Experiment URLs and paths for different experiment trackers.

This TypedDict provides a unified interface for experiment tracker URLs/paths. Different trackers will populate different fields based on their capabilities.

Attributes:

Name Type Description
run_url str | None

URL to view the experiment results. For Langfuse: session URL. For Simple: local file path to experiment results.

leaderboard_url str | None

URL to view the leaderboard. For Langfuse: dataset run URL. For Simple: local file path to leaderboard CSV.

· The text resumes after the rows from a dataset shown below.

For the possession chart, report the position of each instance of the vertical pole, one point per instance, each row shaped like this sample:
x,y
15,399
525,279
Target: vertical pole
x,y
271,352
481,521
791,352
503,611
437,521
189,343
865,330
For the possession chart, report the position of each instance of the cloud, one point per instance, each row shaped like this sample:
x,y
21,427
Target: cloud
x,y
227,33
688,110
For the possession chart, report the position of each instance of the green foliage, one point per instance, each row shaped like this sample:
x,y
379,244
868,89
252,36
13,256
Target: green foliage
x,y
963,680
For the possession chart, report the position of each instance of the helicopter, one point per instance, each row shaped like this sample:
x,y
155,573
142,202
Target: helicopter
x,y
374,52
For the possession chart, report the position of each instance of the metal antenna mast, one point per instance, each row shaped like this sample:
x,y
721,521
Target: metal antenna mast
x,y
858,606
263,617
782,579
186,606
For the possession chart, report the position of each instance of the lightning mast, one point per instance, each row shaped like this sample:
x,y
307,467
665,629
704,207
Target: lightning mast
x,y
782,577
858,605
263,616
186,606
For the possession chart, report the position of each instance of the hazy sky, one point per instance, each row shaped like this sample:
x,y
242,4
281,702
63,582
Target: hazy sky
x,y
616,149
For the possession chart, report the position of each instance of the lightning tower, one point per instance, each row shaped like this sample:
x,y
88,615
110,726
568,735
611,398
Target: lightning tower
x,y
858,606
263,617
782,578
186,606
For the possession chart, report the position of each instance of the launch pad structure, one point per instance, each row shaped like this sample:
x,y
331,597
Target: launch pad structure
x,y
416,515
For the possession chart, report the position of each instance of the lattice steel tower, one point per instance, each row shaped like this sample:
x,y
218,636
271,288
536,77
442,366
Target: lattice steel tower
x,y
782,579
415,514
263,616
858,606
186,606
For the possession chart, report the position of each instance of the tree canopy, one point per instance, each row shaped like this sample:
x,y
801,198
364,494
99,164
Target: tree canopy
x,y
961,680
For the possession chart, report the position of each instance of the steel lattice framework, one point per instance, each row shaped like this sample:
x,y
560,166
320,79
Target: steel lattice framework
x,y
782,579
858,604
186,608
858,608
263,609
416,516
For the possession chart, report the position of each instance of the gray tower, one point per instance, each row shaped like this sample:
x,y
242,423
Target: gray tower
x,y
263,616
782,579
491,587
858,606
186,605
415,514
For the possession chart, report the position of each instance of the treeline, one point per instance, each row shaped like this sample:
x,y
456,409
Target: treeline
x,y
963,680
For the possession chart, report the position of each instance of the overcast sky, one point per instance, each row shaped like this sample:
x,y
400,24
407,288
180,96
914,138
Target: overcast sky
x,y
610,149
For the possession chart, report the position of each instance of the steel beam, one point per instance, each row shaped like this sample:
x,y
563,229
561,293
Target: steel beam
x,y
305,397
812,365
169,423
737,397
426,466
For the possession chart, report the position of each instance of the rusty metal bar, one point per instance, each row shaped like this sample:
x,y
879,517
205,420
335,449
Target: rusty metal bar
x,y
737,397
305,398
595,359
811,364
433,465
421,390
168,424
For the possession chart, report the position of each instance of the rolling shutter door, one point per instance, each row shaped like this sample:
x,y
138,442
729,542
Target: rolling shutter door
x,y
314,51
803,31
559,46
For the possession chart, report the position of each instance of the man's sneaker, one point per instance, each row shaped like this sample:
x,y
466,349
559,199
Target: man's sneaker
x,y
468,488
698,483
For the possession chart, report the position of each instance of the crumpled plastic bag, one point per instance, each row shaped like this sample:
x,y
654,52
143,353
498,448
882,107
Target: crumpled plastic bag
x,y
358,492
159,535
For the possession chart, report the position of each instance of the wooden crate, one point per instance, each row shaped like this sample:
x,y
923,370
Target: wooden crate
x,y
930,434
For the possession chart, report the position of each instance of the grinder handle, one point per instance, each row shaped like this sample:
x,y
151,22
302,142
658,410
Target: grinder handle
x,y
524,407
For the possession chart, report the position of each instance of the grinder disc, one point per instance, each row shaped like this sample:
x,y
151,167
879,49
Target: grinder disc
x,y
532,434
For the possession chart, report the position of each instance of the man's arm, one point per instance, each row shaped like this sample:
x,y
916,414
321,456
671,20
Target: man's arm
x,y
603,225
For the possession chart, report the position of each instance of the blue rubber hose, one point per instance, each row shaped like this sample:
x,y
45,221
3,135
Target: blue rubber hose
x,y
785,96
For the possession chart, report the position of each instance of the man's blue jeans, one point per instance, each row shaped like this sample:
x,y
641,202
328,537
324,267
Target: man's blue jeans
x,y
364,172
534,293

GoogleDriveAttachmentConfig

Bases: AttachmentConfig

Configuration for loading attachments from Google Drive.

Attributes:

Name Type Description
type Literal[GDRIVE]

Always "gdrive" for this implementation.

client_email str | None

Google service account client email.

private_key str | None

Google service account private key.

folder_id str

Google Drive folder ID.

service_account_file str | None

Path to service account JSON file (alternative to client_email/private_key).

validate_config()

Google Drive-specific validation.

LocalAttachmentConfig

Bases: AttachmentConfig

Configuration for loading attachments from local directory.

Attributes:

Name Type Description
type Literal[LOCAL]

Always "local" for this implementation.

local_directory str

Local directory path.

validate_config()

Local-specific validation.

MetricResult

Bases: BaseModel

Metric Output Pydantic Model.

A structured output for metric results with score and explanation.

Attributes:

Name Type Description
score MetricValue

The evaluation score. Can be continuous (float), discrete (int), or categorical (str).

explanation str | None

A detailed explanation of the evaluation result.

QAData

Bases: TypedDict

QA data.

A data for QA evaluation such as GenerationEvaluator, etc.

Attributes:

Name Type Description
query str | None

The query.

expected_response str | list[str] | None

The expected response.

generated_response str | list[str] | None

The generated response.

RAGData

Bases: QAData

RAG data.

Extends QAData.

Attributes:

Name Type Description
query str | None

The query.

expected_response str | None

The expected response. For multiple responses, use list[str].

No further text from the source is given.